Google is probably the most advanced and ubiquitous form of AI we’re familiar with – using natural language processes to interpret users’ search queries (spelling mistakes and all) in order to retrieve the most relevant results.
Here are just a few of the ways intelligent technologies are helping to transform how law firms manage their practice.
Accurately logging billable hours is the goal of most law firms – and, nowadays, intelligent time recording tools can do this. Plus, at the end of each month, they can automatically generate invoices, helping to reduce admin hours and streamline law firm processes.
Digital dictation software
Sophisticated digital dictation  not only responds to voice input with speed and accuracy, but it can also provide advanced customisation options, transcription ability and seamless integration across other devices.
For example, this type of software is capable of pulling in information from CRM databases and also identifying potential upselling opportunities.
What’s more, it is becoming increasingly intuitive, with voice recognition devices adapting to users’ individual voices. It is also starting to incorporate the type of command elements normally associated with virtual personal assistants, such as Apple’s Siri – making it possible to create documents, send email, search online and control a PC simply by using voice commands .
Predictive coding and e-disclosure
This is one of the most advanced forms of AI utilised by law firms, using a teachable search algorithm which learns to rank the relevance of documents.
Technology-assisted review software is initially taught by a lawyer to assess the relevance of any particular document.

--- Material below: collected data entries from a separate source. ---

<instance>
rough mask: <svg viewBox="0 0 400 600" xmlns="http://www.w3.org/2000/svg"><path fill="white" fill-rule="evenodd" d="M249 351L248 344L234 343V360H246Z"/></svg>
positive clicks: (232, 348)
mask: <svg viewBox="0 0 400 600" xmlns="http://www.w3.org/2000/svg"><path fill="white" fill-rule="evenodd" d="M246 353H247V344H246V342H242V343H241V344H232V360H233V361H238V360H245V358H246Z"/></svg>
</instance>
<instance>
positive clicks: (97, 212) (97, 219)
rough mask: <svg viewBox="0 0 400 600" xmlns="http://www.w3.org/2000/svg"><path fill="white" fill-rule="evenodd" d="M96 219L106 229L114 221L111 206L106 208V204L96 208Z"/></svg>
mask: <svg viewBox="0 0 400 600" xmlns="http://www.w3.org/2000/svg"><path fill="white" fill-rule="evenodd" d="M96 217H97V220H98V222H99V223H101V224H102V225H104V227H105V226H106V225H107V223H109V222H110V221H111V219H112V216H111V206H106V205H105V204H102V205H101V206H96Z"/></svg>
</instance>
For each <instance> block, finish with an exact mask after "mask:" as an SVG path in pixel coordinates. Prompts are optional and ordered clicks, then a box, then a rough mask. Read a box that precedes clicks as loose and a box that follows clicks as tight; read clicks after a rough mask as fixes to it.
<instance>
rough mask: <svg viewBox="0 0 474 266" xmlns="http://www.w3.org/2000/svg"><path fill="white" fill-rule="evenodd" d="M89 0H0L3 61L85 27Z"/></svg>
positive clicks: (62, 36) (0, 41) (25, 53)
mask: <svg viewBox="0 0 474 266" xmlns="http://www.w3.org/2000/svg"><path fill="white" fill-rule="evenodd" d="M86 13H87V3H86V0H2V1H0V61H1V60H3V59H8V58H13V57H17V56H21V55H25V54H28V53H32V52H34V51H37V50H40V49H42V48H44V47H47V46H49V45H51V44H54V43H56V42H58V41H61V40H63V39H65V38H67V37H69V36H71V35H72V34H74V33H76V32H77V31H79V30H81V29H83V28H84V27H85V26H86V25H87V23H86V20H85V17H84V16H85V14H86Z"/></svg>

Then it’s let loose to hunt through huge volumes of electronic files for anything of relevance, at the fraction of the time and cost it would take a paralegal team to do the same job.
With around 50 million words in the statute books (according to the National Archives ), the ability to represent legislation as data has transformed the way lawyers can hone in on the most relevant sections.

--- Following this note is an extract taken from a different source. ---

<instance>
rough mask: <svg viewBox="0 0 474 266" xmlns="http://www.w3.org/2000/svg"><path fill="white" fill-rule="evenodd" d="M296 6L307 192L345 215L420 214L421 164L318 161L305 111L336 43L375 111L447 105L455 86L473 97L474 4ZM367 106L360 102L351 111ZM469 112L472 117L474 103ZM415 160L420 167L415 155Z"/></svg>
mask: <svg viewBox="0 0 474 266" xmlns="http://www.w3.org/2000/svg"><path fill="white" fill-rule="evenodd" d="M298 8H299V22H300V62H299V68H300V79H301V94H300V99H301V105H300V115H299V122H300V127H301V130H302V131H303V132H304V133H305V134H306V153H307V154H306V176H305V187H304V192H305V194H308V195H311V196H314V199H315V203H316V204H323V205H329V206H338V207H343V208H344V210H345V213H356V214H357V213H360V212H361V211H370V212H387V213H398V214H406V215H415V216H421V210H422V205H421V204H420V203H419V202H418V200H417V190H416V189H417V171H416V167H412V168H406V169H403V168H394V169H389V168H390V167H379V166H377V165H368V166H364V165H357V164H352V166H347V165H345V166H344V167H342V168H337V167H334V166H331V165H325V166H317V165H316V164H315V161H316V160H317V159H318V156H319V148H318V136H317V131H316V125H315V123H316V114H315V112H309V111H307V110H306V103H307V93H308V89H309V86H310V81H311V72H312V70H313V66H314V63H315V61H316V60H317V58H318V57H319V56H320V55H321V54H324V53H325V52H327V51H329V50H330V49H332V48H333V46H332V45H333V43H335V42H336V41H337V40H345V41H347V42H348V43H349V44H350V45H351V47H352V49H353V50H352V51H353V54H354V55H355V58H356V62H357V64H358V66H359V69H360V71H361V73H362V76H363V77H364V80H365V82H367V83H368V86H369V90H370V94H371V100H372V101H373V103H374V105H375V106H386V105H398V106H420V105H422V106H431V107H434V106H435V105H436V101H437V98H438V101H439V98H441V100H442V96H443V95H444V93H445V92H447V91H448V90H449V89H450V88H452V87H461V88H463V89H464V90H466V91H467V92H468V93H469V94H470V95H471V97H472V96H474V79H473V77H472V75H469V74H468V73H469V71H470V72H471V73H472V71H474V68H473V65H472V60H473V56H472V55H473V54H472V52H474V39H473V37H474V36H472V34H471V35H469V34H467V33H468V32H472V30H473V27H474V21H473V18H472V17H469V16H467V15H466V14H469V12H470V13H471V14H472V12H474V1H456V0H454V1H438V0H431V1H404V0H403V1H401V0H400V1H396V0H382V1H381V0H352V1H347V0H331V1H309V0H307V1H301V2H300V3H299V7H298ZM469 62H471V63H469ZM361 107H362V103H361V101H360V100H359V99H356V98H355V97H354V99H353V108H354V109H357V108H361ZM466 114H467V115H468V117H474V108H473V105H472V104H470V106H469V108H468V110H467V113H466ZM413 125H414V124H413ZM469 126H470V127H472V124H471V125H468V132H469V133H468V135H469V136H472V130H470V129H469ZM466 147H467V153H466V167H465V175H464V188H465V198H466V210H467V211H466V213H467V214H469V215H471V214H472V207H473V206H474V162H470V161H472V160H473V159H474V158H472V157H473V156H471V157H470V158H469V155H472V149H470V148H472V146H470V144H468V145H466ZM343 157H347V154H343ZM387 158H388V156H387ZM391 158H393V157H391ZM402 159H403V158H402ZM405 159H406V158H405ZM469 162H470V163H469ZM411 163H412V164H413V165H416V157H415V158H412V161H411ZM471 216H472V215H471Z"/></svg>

Online information repositories like LexisNexis are constantly evolving their search algorithms to enable lawyers to find the most relevant material, while tools like Lex Machina can even help lawyers build a case strategy based around outcomes in similar cases.
DIY law and chatbots
Imagine being able to assist hundreds (or even thousands) of clients a day without ever having to speak to them. This is what DIY document assembly software and chatbot tools can help firms achieve.
They allow people to create their own legal documents or access basic legal advice without a lawyer. Like Parker – a chatbot ‘employed’ by Norton Rose Fulbright in Australia . This knowledgeable bot is helping to free up fee-earners’ time by answering simple questions from clients.
The future of legal AI
A study last year  by LawGeex, a legal tech start-up, challenged 20 lawyers to test their smarts against LawGeex’s own AI-powered algorithm.
The task was to review risks contained in five NDAs. The AI matched the top-performing lawyer for accuracy (both achieving 94%; the average overall was 85%). And when it came to speed, the AI took just 26 seconds to review all five documents, compared to an average of 92 minutes by the lawyers.
Oh, and the AI didn’t drink any coffee either, compared to the 12 cups consumed by the lawyers!
Of course, there are things AI can’t do – like meet with clients or appear in court. However, the potential of utilising AI to make gains is significant, especially when it comes to data-crunching tasks.
So law firms need to think holistically, and start asking themselves how, and where, AI can fit into their practice, and what it can contribute to the delivery of their service.